The House is set to vote Wednesday on a bill that would deny more than $15 billion for the Department of Health and Human Services to administer the Prevention and Public Health Fund, which was created in the Patient Protection and Affordable Care Act last year.

The measure is among a handful of bills to come out of the House Energy and Commerce Committee that are aimed at dismantling key portions of the health reform legislation. Other so-called de-funding bills target money to support grants for state exchanges, funds for building school-based health centers and development grants for teaching health centers and health education programs.

[See also: HHS announces $130M in grants for healthcare training; HHS announces $51M in state grants for health insurance exchanges]

“These bills share a common theme: Protecting the American taxpayer,” said Rep. Fred Upton (R-Mich.), the committee's chairman. “Our committee said we would focus on jobs, reducing spending and repealing the healthcare law, and the bills passed by the committee today make real progress toward accomplishing these goals.”

Republicans have targeted prevention and public health funding, saying it can be spent with no Congressional oversight and constitutes a virtual slush fund for the HHS. They said they want the funds approved on an annual basis, thus giving lawmakers more direct control over how and where the money is spent.

“Every member of this committee has a history of voting for both mandatory spending and discretionary spending,” Rep.
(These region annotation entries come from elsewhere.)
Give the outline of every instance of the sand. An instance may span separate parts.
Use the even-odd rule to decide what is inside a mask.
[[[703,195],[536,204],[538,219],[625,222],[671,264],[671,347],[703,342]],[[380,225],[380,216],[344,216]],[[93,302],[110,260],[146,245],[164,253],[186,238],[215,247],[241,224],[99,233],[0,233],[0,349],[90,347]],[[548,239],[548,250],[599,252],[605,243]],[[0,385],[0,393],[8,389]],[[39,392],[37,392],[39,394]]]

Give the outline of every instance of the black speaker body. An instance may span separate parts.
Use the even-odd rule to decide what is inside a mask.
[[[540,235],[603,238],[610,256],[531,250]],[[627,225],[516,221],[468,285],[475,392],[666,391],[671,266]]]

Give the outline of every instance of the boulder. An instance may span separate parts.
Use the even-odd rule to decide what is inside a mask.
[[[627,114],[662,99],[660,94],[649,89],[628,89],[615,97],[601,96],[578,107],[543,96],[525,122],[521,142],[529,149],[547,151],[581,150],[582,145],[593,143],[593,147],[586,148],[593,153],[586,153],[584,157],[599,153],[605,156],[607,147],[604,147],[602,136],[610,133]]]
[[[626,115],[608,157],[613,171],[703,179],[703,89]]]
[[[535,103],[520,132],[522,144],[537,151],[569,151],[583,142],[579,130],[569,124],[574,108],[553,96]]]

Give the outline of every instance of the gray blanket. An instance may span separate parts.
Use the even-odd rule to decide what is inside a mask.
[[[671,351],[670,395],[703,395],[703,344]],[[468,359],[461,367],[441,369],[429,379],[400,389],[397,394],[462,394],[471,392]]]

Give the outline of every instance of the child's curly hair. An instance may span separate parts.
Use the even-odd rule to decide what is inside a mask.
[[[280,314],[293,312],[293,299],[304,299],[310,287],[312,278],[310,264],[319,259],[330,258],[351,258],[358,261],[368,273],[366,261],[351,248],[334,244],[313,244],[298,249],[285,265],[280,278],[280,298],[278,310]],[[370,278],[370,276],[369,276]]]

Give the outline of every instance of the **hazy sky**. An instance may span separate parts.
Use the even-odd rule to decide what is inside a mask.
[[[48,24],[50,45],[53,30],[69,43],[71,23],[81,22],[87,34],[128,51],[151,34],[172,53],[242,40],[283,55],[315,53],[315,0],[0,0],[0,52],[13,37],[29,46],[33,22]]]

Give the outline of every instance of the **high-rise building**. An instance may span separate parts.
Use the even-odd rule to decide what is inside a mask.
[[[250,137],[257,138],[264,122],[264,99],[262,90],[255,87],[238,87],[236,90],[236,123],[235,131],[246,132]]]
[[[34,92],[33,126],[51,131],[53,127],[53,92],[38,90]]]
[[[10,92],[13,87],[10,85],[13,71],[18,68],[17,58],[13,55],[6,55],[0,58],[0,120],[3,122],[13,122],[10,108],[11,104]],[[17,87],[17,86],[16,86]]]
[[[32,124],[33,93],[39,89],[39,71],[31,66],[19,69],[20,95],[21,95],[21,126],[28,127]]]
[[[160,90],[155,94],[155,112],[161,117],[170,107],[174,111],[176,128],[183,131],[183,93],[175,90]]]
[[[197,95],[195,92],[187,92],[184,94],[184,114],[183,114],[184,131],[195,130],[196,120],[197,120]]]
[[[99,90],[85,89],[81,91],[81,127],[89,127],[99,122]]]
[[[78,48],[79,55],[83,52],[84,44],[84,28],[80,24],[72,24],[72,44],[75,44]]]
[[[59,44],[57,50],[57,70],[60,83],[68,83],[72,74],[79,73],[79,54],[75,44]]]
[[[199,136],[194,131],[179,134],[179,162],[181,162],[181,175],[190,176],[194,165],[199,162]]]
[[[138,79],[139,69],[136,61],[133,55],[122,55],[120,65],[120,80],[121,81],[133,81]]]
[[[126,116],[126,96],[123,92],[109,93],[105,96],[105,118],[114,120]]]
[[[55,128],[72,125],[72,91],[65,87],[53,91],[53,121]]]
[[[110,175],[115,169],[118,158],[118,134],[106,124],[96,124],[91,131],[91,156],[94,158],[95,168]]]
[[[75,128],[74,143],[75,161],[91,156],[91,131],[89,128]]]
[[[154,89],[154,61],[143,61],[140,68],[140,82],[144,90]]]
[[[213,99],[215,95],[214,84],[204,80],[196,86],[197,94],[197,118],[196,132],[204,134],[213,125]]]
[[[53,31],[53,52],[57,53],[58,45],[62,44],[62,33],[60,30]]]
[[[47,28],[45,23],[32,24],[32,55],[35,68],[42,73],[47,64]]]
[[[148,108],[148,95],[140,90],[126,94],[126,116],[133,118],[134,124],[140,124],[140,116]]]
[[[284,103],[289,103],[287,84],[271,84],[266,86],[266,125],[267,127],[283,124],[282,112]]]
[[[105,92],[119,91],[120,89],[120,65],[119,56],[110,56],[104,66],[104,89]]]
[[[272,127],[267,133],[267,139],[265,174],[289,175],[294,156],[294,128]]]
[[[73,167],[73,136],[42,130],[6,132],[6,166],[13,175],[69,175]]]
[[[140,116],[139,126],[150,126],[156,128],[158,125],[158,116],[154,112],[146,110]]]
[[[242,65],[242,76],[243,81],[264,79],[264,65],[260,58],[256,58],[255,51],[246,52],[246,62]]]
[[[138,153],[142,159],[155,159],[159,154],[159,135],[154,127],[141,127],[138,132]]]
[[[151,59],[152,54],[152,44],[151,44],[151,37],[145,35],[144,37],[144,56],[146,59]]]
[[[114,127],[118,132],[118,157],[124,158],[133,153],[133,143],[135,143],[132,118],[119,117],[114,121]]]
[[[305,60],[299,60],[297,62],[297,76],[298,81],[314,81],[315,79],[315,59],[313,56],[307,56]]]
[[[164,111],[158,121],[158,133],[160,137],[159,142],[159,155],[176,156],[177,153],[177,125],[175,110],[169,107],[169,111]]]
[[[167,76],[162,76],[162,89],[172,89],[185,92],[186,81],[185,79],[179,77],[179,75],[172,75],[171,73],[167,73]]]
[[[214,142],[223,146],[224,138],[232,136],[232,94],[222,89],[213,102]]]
Henry Waxman (D-Calif.) said in March as the bills were moving through committee hearings.

House Democrats said the GOP is simply trying to repeal health reform by choking off funding.

“The Senate won’t join us in passing a bill repealing Obamacare all at once,” said House Speaker John Boehner (R-Ohio). “So we will work to repeal it step by step.”

Earlier this month more than 50 national public healthcare organizations, including the American Academy of Pediatrics, American Heart Association, American Lung Association and Families USA, penned a letter to President Barack Obama urging him to oppose the bill being debated on Wednesday.

“The (Prevention and Public Health) Fund is a dedicated investment in community prevention and state and local public health infrastructure and workforce and is a much‐needed down payment on the health and economic well being of all Americans,” the letter stated. “The fund is among the most significant provisions in ACA that help achieve a goal you set during the 2008 campaign: ‘Simply put, in the absence of a radical shift towards prevention and public health, we will not be successful in containing medical costs or improving the health of the American people.’”

According to supporters, the fund has provided more than $1 billion for smoking cessation programs and to help public health departments with IT upgrades.